Other commenters have already pointed out that this is misguided. Does the writer mean that since so many Republican voters are bigoted and misogynistic the Dems should be more like that? The Republicans, with a lot of dark money, especially from Musk, were able to make a big issue about trans people. They still are. This is the result of their new media, including X, Fox, and social media, constantly spreading lies and divisiveness.
The only way Democrats need to become more like the Republicans is they need to be more emotionally charged, and much more aggressive. They need to frighten people about the damage the new administration is doing, and also by showing clearly, in an understandable way, how the Dems would be different,
A couple of days a go, I received a message from a new group that promised to get out there with new ads that would take-on the Republicans. The ads made me sad. What they said was accurate, true, and exactly what someone like me would want to hear. They were much too reasonable. Not Good!
The Dems need to show hospitals being closed and people dying at the ER doors. They need to show floods ripping through NC, and Trump saying he wants to get rid of FEMA. They need to show foreign born mothers with protective status who are mothers of American citizens, who are also working necessary jobs like nursing, and paying taxes, being taken away in front of their children by ICE. These things are happening, and if there are’t videos, you can do dramatizations and put that in small print. They need to show how the billionaires in Trump’s cabinet live (yes, show their houses) while they are cutting your benefits and giving a bigger tax break to themselves.

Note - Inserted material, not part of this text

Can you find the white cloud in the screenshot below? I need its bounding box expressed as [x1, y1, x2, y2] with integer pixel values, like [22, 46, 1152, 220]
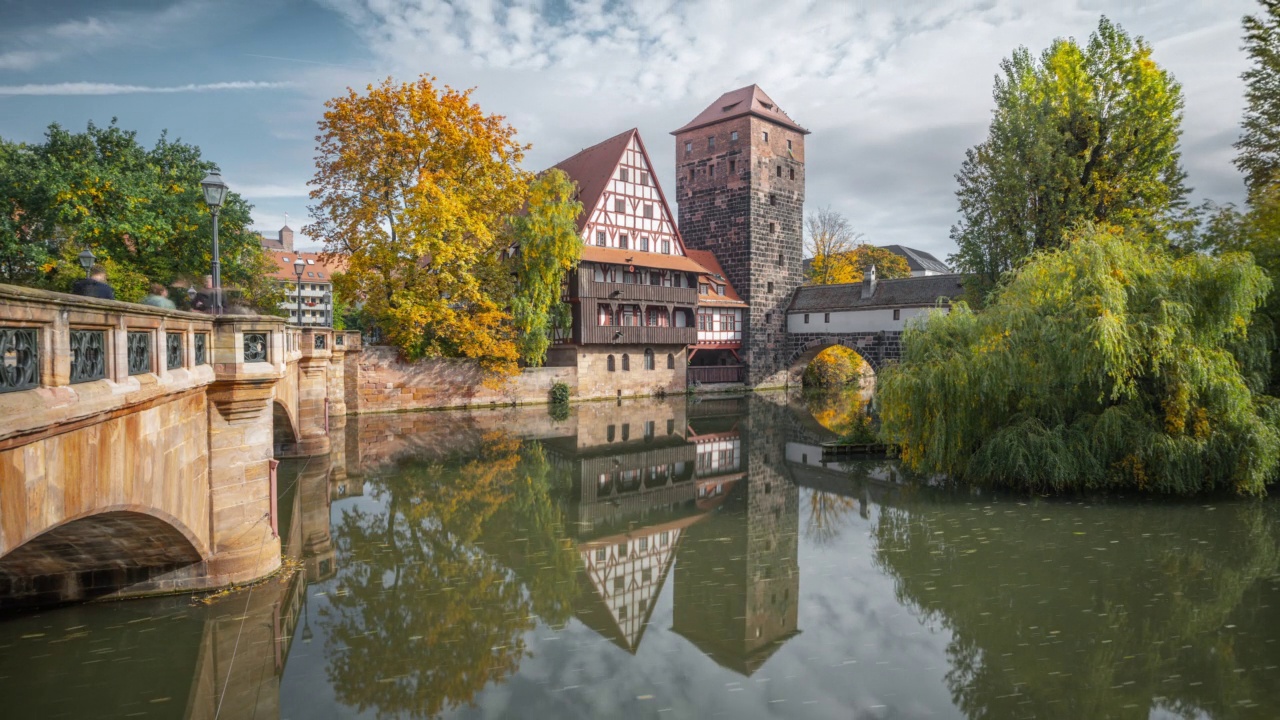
[0, 81, 294, 95]
[304, 0, 1254, 256]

The Dems have been given the gift of Elon Musk, who is mean and crazy, and show how he has been given possession of all of your data and that he intends to use it for his own profits. Also, how the cuts he is making are not money saving they are life-threatening to people who don’t make a million dollars. Show everyone the cartoons of billionaires dropping off $1 million each to Trump to protect their fortunes. Can you do that?
ALSO: Every Democrat in Congress has to find ways to go viral by attacking their colleagues across the isle. They have to ask if after allowing the FBI to be used as Trump’s attack dog, letting foreign government bribe government officials, and also allowing our Intelligence Service to be in the hands of a Putin sympathizer, will they stand up to Trump/Musk/Vance when they declare the Democrats a terrorist organization and then send in the goons from January 6 to drag the Democrats out in handcuffs, or worse. Show them what an authoritarian state looks like! Stop being gentile and reasonable!!! Tell the truth — graphically.